Но он оборвал поцелуй. Он почти отшвырнул ее, продолжая держать в руках, словно куклу. Затем резко развернул, заставил нагнуться… Маша уже знала, что последует дальше… И боялась, и желала этого. Ремень хлестнул ее по спине, и одновременно в ее плоть вошел его член.
— Ты дрянь! — произнес Трахтенберг. — Ты дрянная девчонка, и тебя следует проучить, да?
Маша ухватилась руками за край ванны, принимая его в себя всего, до конца.
— Отвечай! — новый натиск, заставивший ее застонать.
— Да!
— Ты иуда! Ты бросила мужа, потаскуха!
И опять удар ремнем и бешеные толчки, сводившие ее ноги судорогой.
— Я… Да… Я дрянь. Но как я тебя хочу! Я твоя женщина, слышишь? — бормотала Маша, принимая его натиск, его мощь, его жестокость.
Потаскуха… Сладкая потаскуха!

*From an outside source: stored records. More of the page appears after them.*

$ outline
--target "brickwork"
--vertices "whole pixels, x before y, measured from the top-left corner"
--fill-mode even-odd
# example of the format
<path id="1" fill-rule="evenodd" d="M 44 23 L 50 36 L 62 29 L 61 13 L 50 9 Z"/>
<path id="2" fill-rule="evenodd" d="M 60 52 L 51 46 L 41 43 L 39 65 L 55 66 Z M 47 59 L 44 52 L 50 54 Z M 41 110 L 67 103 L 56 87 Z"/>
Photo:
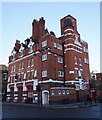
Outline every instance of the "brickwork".
<path id="1" fill-rule="evenodd" d="M 7 101 L 42 100 L 42 104 L 49 104 L 79 99 L 75 89 L 79 77 L 86 81 L 90 79 L 88 44 L 80 39 L 74 17 L 68 15 L 60 24 L 61 37 L 57 38 L 54 32 L 45 29 L 43 17 L 39 21 L 34 19 L 32 36 L 24 43 L 16 41 L 9 57 Z M 37 85 L 40 85 L 40 91 L 36 90 Z M 69 86 L 74 88 L 69 90 Z M 52 92 L 56 94 L 52 95 Z"/>

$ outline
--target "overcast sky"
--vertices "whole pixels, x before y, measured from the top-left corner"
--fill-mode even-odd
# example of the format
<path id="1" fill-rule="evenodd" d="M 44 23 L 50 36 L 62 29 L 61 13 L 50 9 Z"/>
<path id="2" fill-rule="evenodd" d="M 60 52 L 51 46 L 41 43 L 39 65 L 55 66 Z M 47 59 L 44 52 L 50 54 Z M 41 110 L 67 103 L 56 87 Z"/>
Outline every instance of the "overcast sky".
<path id="1" fill-rule="evenodd" d="M 8 65 L 8 57 L 16 39 L 24 42 L 32 35 L 33 19 L 44 17 L 46 28 L 54 31 L 59 37 L 60 19 L 68 14 L 77 19 L 77 29 L 81 39 L 88 42 L 90 71 L 100 72 L 99 2 L 3 2 L 2 16 L 0 16 L 2 20 L 0 64 Z"/>

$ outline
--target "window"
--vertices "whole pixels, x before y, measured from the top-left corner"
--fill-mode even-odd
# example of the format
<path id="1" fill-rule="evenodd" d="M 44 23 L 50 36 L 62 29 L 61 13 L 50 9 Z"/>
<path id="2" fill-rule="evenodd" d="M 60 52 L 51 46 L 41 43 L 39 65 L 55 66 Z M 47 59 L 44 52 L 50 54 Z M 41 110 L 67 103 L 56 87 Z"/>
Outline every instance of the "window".
<path id="1" fill-rule="evenodd" d="M 62 94 L 63 94 L 63 95 L 65 94 L 65 90 L 62 90 Z"/>
<path id="2" fill-rule="evenodd" d="M 18 81 L 20 81 L 21 77 L 20 77 L 20 73 L 18 73 Z"/>
<path id="3" fill-rule="evenodd" d="M 30 67 L 30 60 L 28 60 L 28 67 Z"/>
<path id="4" fill-rule="evenodd" d="M 16 65 L 14 65 L 14 72 L 16 71 Z"/>
<path id="5" fill-rule="evenodd" d="M 21 75 L 21 80 L 24 80 L 24 73 L 22 73 Z"/>
<path id="6" fill-rule="evenodd" d="M 24 62 L 22 62 L 22 69 L 24 69 Z"/>
<path id="7" fill-rule="evenodd" d="M 75 64 L 77 65 L 78 63 L 77 63 L 77 57 L 76 56 L 74 56 L 74 61 L 75 61 Z"/>
<path id="8" fill-rule="evenodd" d="M 89 60 L 87 58 L 84 58 L 84 63 L 89 64 Z"/>
<path id="9" fill-rule="evenodd" d="M 47 71 L 42 71 L 42 77 L 47 77 Z"/>
<path id="10" fill-rule="evenodd" d="M 62 45 L 57 44 L 57 49 L 62 50 Z"/>
<path id="11" fill-rule="evenodd" d="M 32 66 L 34 66 L 34 59 L 32 58 Z"/>
<path id="12" fill-rule="evenodd" d="M 11 72 L 13 72 L 13 66 L 12 66 L 12 70 L 11 70 Z"/>
<path id="13" fill-rule="evenodd" d="M 59 77 L 64 77 L 64 72 L 63 71 L 58 71 L 58 76 Z"/>
<path id="14" fill-rule="evenodd" d="M 42 42 L 42 47 L 47 46 L 47 41 Z"/>
<path id="15" fill-rule="evenodd" d="M 81 57 L 79 58 L 79 64 L 82 65 L 82 59 L 81 59 Z"/>
<path id="16" fill-rule="evenodd" d="M 57 47 L 57 44 L 56 44 L 56 42 L 54 42 L 54 48 L 56 48 Z"/>
<path id="17" fill-rule="evenodd" d="M 84 47 L 84 52 L 88 53 L 88 49 L 86 47 Z"/>
<path id="18" fill-rule="evenodd" d="M 54 95 L 55 94 L 55 91 L 54 90 L 52 90 L 52 93 L 51 93 L 51 95 Z"/>
<path id="19" fill-rule="evenodd" d="M 24 51 L 23 51 L 23 50 L 21 50 L 21 52 L 20 52 L 20 57 L 22 57 L 22 56 L 23 56 L 23 52 L 24 52 Z"/>
<path id="20" fill-rule="evenodd" d="M 66 90 L 66 94 L 67 94 L 67 95 L 69 94 L 69 90 Z"/>
<path id="21" fill-rule="evenodd" d="M 21 63 L 19 63 L 19 70 L 21 69 Z"/>
<path id="22" fill-rule="evenodd" d="M 45 61 L 45 60 L 47 60 L 47 54 L 42 55 L 42 61 Z"/>
<path id="23" fill-rule="evenodd" d="M 28 72 L 28 80 L 30 80 L 30 72 Z"/>
<path id="24" fill-rule="evenodd" d="M 32 79 L 34 78 L 34 71 L 32 71 Z"/>
<path id="25" fill-rule="evenodd" d="M 59 62 L 59 63 L 63 63 L 63 58 L 58 57 L 58 62 Z"/>
<path id="26" fill-rule="evenodd" d="M 7 80 L 7 73 L 3 73 L 3 80 Z"/>
<path id="27" fill-rule="evenodd" d="M 33 46 L 32 45 L 30 45 L 30 52 L 32 52 L 33 51 Z"/>
<path id="28" fill-rule="evenodd" d="M 61 94 L 61 90 L 58 90 L 58 94 L 59 94 L 59 95 Z"/>
<path id="29" fill-rule="evenodd" d="M 75 69 L 75 76 L 76 76 L 76 79 L 78 79 L 78 69 Z"/>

Ах, какая же ты сладкая… Повернись! Возьми его!
Она выполняла все его приказы с упоением, с наслаждением наложницы, выбранной им из сотни других, избранной им — пусть на ночь, на час, на миг…
Он застонал, сжимая руками ее голову. И она была счастлива, что услышала этот стон.
…Потом она омывала его тело, нежно водя губкой по стареющей коже, по обвисшей, как у увядающих женщин, груди.
Этот вечер вспоминался ей потом мгновениями, вспышками. Вот они лежат в постели, его рука на ее животе. Пальцы скользят по коже и вдруг так сильно стискивают плоть, что она невольно вскрикивает.
— Знаешь, тебя хочется разорвать, сломать, настолько ты хороша. Знаешь, что такое сладкая женщина? — говорит он.
— Нет.
— Потому что ты не мужчина. Каждый мужчина знает, что это такое, но никто не может объяснить.
— А ты можешь?
— И я не могу. Мне лень, — добавляет он. И впивается губами в грудь, покусывая торчащий розовый сосок. И она выгибается ему навстречу.
…Вот они сидят на кухне за столом. Между ними бутылка вина. Два бокала и больше ничего. Говорит Трахтенберг:
— Как ты могла вот так взять и уехать со мной? Бросить мужа, убежать с собственной свадьбы?
— А как я не могла? Как я могла не уехать с тобой? Я влюбилась в тебя с первого взгляда, понимаешь?
— Брось, это все чушь. Все так говорят.
— Не знаю, что говорят все, знаю одно: если ты отправишь меня обратно, я утоплюсь.
— В Москве утопиться невозможно, — усмехается он.
— Я утоплюсь в Подмосковье. Тебя устраивает?
— Пока не решил, — все усмехается он.
— Послушай, но ведь ты уговаривал меня уехать! Ты обещал мне карьеру!
— Какую карьеру, какая чушь… — морщится он.
— Ты обещал мне карьеру актрисы! — ее голос звенит. — Ты говорил, что я красива!
— Говорил…
— Органична!
— Было такое…
— Талантлива!
— А вот этого не было. Ты не талантлива. Более того, ты бездарна.
— Но… Почему ты так думаешь? Ты даже не видел… — Ее голос сник.
— Видел. Я видел весь материал, который вы сегодня отсняли. Ты никуда не годишься как актриса. Но ты замечательно приспособлена для совсем другого дела. И тебе оно нравится. Наверное, даже больше, чем карьера актрисы. Просто ты пока этого не понимаешь. А я, как опытный боец этого фронта, говорю тебе однозначно: если ты и актриса, то только порнофильмов. Вот там ты сможешь засиять звездой.
— Порнофильмов? — изумляется она. — Разве их у нас снимают?